In 1936 bezocht hij een bijeenkomst van de nsb, op verzoek van zijn joodse vriend Maup Droomer, die lid was. Halverwege de vergadering verliet mijn vader het Iokaal. Maup liep hem achterna en vroeg wat er aan de hand was. Mijn vader zei: ‘Ze schreeuwen zo.’ Ik denk niet dattie erg veel sjoege had van politiek, hij maakte keuzes op perifere gronden, wat soms goed kan uitpakken. Ik zou graag beschrijven hoe hij zich 's avonds in die donkere kamer voelde. De aan alles ontsnappende waarde van kunst, de balkondeuren open, ruisende zomerregen, houtduiven in de grote lievelingsboom van onbekend merk, hun slordige nesten. De verleiding. Ik zou alles moeten verzinnen, want wij praatten nooit over zulke dingen. Als mijn vader met kerst een set grammofoonplaten cadeau kreeg van de directrice van een machinefabriek in Keulen, zei mijn moeder dat die vrouw verliefd op hem was. Hij reageerde geïrriteerd en zei dat ze het zakelijk moest zien. Zij lachte op een speciale manier. Echte emancipatie wordt voltooid met het definitieve afscheid van het gezin, wat bijna niemand lukt.
| |
| |
Hoewel in de aankondiging stond dat Davids oma in haar Heiland was overleden en ter gelegenheid daarvan een dienst van woord en gebed werd gehouden in de nh-kerk te Usselo, dacht hij aan een katholieke mafia-begrafenis ‘met veel dramatiek, schreiende vrouwen en de carmina burana’. Zulke wereldse jongens (die je merkwaardigerwijs toch wereldvreemd kunt noemen) kennen het verschil tussen de onverslaanbare moederkerk en het zuinige protestantisme niet. Het pak dat hij kocht noemt hij in zijn brief (met hoofdletters): Het Pak Van De Godfather.

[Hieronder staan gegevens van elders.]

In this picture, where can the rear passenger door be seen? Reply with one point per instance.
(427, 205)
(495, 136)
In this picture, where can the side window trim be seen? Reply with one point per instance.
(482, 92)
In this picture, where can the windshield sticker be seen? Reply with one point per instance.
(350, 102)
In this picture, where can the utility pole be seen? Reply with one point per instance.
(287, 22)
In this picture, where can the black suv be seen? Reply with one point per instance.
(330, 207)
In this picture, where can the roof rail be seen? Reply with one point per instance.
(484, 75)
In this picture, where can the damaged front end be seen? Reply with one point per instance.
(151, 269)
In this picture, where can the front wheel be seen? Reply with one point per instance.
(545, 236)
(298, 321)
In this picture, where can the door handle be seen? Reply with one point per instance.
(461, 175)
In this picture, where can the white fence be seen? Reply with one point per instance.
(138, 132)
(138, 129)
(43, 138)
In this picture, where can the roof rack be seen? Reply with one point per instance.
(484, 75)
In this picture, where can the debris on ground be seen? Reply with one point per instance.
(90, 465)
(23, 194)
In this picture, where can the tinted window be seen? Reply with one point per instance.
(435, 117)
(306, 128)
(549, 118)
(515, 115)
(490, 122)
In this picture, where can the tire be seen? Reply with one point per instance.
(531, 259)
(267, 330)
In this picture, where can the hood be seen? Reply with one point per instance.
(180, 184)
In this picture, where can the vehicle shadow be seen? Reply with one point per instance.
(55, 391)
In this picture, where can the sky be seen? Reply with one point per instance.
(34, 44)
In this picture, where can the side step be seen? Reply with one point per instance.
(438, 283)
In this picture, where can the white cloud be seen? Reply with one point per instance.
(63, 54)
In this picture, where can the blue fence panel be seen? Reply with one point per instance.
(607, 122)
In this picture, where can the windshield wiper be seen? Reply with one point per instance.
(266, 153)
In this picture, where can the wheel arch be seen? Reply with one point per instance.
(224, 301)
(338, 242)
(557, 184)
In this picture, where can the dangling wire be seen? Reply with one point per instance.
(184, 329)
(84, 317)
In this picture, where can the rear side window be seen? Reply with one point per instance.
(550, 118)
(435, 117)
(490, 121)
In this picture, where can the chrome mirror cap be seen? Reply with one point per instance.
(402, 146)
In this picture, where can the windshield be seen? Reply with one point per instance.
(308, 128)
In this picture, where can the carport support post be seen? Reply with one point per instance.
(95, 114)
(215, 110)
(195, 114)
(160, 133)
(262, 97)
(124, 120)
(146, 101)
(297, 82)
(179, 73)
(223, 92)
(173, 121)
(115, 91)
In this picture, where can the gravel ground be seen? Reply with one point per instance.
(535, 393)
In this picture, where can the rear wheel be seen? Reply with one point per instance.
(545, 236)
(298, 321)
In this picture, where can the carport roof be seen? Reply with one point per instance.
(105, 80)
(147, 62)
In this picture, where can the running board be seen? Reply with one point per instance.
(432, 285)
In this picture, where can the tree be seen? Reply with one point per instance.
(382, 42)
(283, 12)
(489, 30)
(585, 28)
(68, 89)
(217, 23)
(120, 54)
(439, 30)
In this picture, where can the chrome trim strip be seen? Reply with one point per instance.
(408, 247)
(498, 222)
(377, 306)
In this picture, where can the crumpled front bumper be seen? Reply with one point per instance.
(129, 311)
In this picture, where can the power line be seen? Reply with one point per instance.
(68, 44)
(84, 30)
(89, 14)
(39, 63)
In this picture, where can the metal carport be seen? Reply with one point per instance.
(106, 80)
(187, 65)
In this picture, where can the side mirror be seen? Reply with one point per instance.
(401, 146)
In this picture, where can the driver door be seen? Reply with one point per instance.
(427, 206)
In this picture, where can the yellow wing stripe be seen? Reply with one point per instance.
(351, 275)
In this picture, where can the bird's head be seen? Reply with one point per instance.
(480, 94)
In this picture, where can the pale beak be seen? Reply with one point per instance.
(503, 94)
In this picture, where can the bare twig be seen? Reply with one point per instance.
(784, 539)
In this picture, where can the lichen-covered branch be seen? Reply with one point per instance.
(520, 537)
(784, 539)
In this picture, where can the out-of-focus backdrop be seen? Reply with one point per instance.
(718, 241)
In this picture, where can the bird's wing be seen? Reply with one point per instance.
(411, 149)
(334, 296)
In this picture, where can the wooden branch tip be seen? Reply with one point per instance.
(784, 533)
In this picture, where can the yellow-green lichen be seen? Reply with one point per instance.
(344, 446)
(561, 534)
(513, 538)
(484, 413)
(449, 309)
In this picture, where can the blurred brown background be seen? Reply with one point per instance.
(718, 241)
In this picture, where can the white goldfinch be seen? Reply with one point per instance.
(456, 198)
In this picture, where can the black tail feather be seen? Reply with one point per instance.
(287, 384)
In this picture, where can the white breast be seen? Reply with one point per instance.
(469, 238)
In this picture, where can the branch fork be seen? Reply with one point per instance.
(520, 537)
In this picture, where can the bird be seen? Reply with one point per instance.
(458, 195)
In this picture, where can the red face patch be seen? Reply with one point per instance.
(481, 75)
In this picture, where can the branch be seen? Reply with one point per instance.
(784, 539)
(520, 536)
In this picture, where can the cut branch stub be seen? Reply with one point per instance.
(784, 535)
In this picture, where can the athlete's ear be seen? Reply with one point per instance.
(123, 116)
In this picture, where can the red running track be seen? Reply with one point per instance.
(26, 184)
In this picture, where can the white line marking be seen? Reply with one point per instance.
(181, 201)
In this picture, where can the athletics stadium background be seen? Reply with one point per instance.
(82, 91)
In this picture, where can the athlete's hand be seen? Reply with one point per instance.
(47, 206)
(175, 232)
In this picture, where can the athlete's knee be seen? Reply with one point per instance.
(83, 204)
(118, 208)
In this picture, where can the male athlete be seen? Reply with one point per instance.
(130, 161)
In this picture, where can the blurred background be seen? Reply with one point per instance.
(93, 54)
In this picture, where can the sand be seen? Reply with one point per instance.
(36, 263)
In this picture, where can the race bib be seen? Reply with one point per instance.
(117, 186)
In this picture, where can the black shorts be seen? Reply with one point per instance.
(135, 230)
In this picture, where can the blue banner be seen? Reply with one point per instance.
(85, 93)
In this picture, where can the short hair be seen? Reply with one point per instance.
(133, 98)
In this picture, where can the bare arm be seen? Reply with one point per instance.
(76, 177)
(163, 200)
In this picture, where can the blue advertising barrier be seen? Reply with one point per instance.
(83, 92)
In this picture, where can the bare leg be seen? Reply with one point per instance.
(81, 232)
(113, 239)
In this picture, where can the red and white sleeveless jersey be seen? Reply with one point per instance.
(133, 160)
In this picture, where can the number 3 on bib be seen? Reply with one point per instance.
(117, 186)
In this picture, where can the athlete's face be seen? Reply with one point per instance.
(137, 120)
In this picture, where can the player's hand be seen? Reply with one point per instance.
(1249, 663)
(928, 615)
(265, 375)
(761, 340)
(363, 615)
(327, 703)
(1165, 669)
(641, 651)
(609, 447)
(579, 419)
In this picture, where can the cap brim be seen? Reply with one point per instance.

Ik geloof werkelijk dat er belangrijke veranderingen op komst zijn. Over 50 jaar kunnen kinderen niet meer met de hand schrijven - het handschrift is dan verdwenen! En nu al denken Russische kinderen dat Poesjkin een zeepmerk is. Voor alle zekerheid, ik klaag niet, ik ben niet geïnteresseerd in cultuur.
Groeten
ook voor Ilonka
| |
25 Augustus 1999
Beste Jaap,
Onverwacht logeerde hier een jongen met veel verhalen. Ik kan je helaas niet zeggen hoe hij heet, maar omdat ik een kapstok nodig heb om aan hem te denken, noem ik hem Jacob Slag. Het is trouwens ook vreemd dat ik hem jongen noem, want hij is vijfenzeventig. In de eerste helft van de jaren zestig was ik leraar aan het Grotius Gymnasium in Delft. Een van mijn leerlingen was een tandartszoon, Jan Decker van Linden, een domme jongen die de gymnasiumglans dof maakte. Ik was verbeeldingrijk in die dagen en werd door Jan bekeken met gemelijke achterdocht. Maar één keer heeft de domkop iets gezegd wat me sprakeloos maakte. Hij vroeg waarom Harry Mulisch, Remco Campert en Gerard Reve jongeren werden genoemd, ze waren toch al een jaar of vijfendertig? Op het Grotius zat één neger, een aardige jongen, ik weet niet meer hoe hij heette (hopelijk vat je dit niet op als een veeg teken). Hij zat in dezelfde klas
| |
| |
als Jan Decker van Linden. Toen er een klassenavond bij deze laatste zou worden gehouden, maakte zijn vader bezwaar tegen de komst van de neger. Hij wilde het huis negerloos houden. Ik kan me niet herinneren of dit een grote rel heeft veroorzaakt. De sfeer op die school was uitgesproken links-liberaal. Ik geloof dat de klassenavond schouderophalend werd verplaatst naar het huis van een andere leerling. Jan Decker van Linden kwam ook. Rassenproblemen moet je met een vermoeid soort cultuur benaderen - dat is de enige manier om eventueel nog een succesje te boeken. (Bij de Staphorst-variant haalt dit echter ook niks uit en moet je berusten.)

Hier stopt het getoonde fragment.